Hadad the Edomite is a character mentioned in the First Book of Kings who was an adversary of King Solomon after Solomon turned to idols. Some scholars believe the text should read Hadad the Aramean.
"And the LORD raised up an adversary against Solomon, Hadad the Edomite." (1 Kings 11:14, ESV)
According to the record in 1 Kings, Hadad was a survivor of the royal house of Edom after the slaughter at the hands of Joab, and escaped as a child to Egypt where he was raised by Pharaoh and married the queen's sister. After the death of King David, Hadad returned to try to reclaim the throne of Edom.

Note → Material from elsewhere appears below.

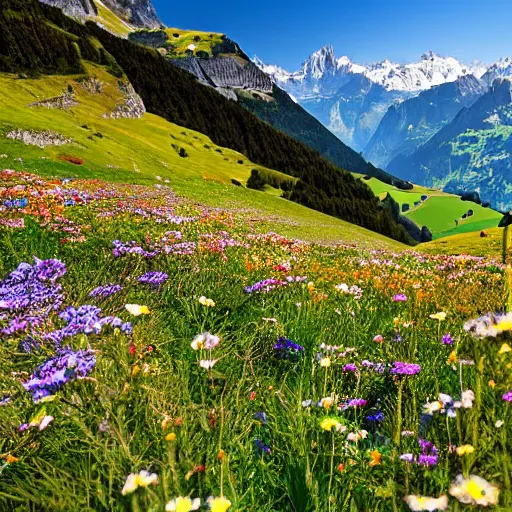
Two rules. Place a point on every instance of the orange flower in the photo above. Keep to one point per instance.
(376, 456)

Hadad's campaign to recapture Edom apparently met with success as the Book of Kings states that Hadad did "evil" to King Solomon after gathering together a "marauding band"; Hadad "abhorred Israel and reigned over Aram (Syria)". Further, an Edomite princess is listed among the wives of King Solomon. As King David exterminated the Edomite royal house with Hadad being the only survivor, it stands to reason that King Solomon married a relative of Hadad, perhaps a daughter.
Along with Rezon the Syrian, Hadad is one of two characters described as a satan to Solomon, a word which was left untranslated and transliterated into Greek letters in the Septuagint.